Dog owners need a reminder that the city's leash law applies to the parks as well as other areas, a councilwoman said.
By NORMAN LEIGH
VINDICATOR SALEM BUREAU
SALEM -- The city intends to move further into the computer age in the next few months by making its laws more accessible to Web surfers.
Plans are being laid to place all the city's ordinances on the Internet within about six months, Law Director C. Brooke Zellers told city council Tuesday.
A new state law requires that cities make their tax forms available on the Internet, Zellers explained.
Since the forms are among the city's dozens of ordinances, city officials decided to put all of the laws on the Internet, not just the tax forms.
Right now, any one wanting to examine city laws must make a trip to city hall to study the ordinance book, which is several inches thick.
Once placed on the Web, it's likely the ordinances will be coupled with a search engine that will make it easier for computer users to find which law they're interested in, Zellers said.
A Web surfer could, for example, bring up the ordinances site and type "barking dogs" into the search engine, which would guide him to the appropriate law.
The city already has a presence on the Internet with a Web site that provides information on city council, city departments and other municipal affairs.
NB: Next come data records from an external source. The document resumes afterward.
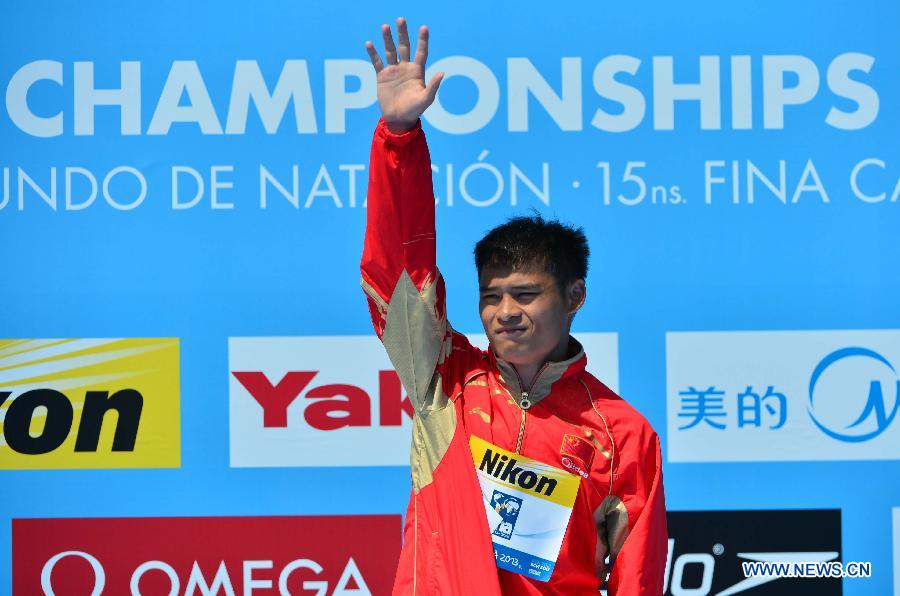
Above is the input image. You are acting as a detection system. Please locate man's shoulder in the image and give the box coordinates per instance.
[582,371,657,438]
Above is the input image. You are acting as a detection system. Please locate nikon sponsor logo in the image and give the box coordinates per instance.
[0,338,181,469]
[478,449,556,497]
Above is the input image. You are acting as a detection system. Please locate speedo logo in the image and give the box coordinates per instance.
[478,448,556,497]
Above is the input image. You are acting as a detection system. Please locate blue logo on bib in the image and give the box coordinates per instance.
[491,490,522,540]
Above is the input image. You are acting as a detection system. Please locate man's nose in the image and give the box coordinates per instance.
[497,294,522,321]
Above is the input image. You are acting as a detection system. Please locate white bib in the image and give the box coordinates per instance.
[469,436,580,581]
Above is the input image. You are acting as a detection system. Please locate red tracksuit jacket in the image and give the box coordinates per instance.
[361,120,667,596]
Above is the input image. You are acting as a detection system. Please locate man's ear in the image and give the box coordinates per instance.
[566,279,587,315]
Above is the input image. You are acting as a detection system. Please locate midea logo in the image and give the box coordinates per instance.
[809,347,900,443]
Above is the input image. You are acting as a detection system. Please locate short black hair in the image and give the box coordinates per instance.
[475,213,590,293]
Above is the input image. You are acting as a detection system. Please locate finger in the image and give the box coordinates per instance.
[414,25,428,68]
[366,41,384,74]
[381,24,397,66]
[397,17,409,62]
[425,72,444,105]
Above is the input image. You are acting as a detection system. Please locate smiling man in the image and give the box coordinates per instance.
[361,19,667,596]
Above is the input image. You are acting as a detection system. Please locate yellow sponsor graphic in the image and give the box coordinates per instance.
[469,435,580,508]
[0,338,181,470]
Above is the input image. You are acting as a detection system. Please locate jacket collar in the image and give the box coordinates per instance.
[488,335,587,410]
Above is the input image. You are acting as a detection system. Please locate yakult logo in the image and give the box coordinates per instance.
[228,333,618,469]
[13,516,400,596]
[228,335,413,467]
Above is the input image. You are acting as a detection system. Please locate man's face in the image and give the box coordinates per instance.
[479,267,580,365]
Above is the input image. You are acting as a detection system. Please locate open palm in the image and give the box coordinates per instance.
[366,17,444,132]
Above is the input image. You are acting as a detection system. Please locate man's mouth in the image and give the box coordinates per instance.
[496,327,526,337]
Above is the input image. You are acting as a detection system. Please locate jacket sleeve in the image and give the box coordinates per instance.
[608,432,668,596]
[360,119,452,412]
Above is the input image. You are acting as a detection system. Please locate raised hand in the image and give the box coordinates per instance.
[366,17,444,132]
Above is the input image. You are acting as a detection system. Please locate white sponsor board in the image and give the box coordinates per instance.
[666,330,900,462]
[228,333,618,467]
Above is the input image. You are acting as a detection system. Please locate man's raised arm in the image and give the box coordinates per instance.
[361,18,447,411]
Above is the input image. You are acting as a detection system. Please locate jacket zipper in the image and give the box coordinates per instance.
[513,362,547,454]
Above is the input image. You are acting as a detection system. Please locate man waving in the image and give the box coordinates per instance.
[361,18,667,596]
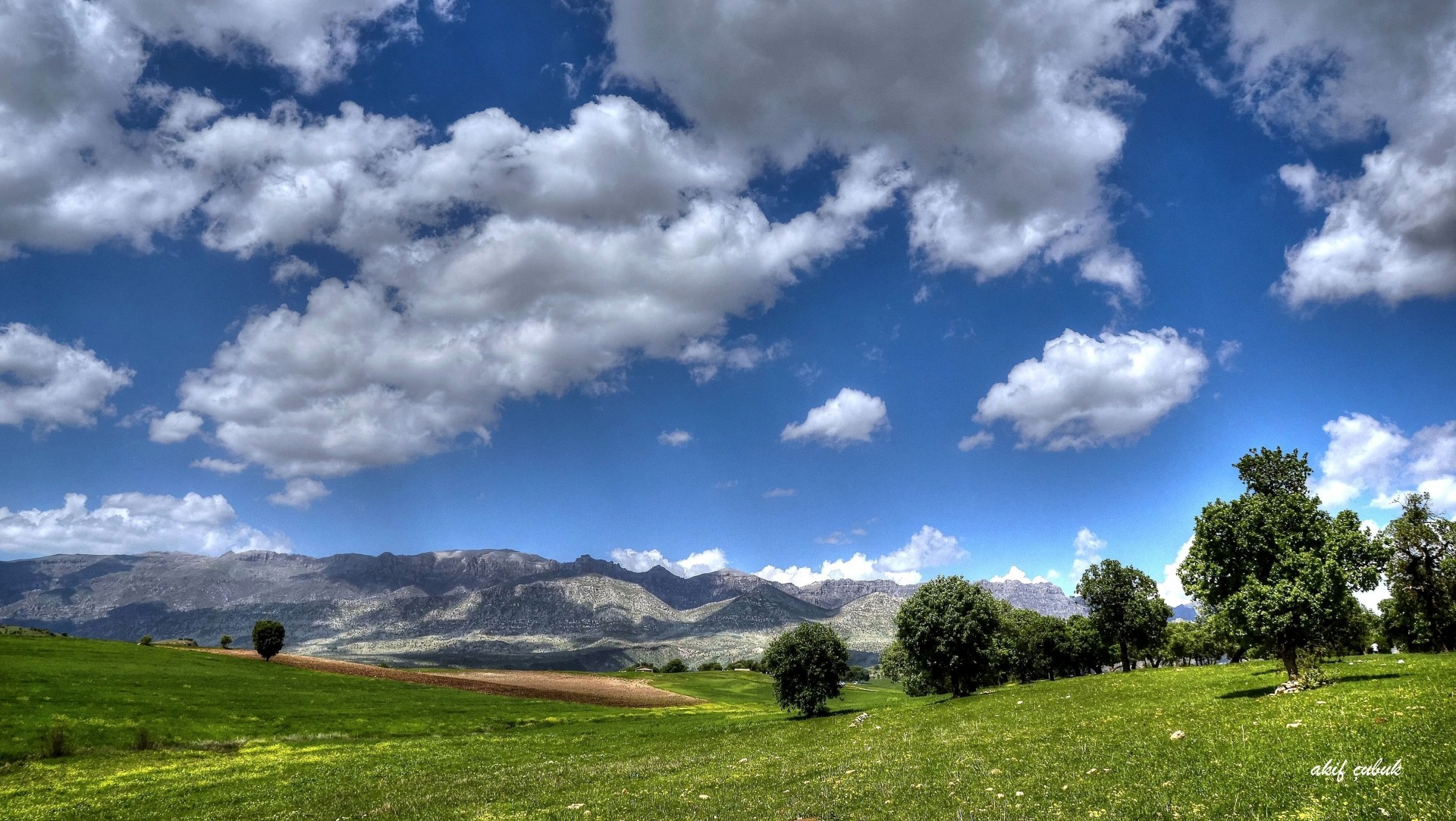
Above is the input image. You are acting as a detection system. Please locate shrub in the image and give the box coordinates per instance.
[253,619,284,661]
[763,622,849,716]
Dogs: In other action at council's meeting Tuesday, Councilwoman Mary Lou Popa, D-1st, asked Steve Faber, city parks director, if signs could be installed in city parks reminding patrons that they must keep their dogs leashed.
Faber said he would bring the matter up with the parks commission.
Popa said her request comes after receiving complaints that some dog owners are allowing their pets to run loose in Waterworth Memorial Park.
Snow: The city spent twice as much this winter as last for snow and ice removal from city streets, reported Joe Julian, service director.
This winter's bill, which includes salt, gas, vehicle maintenance and employee overtime for snow removal, totaled $108,267, Julian said.
Last winter's bill was $50,175.
The difference stems mostly from the severity of this winter compared with the last one, Julian said.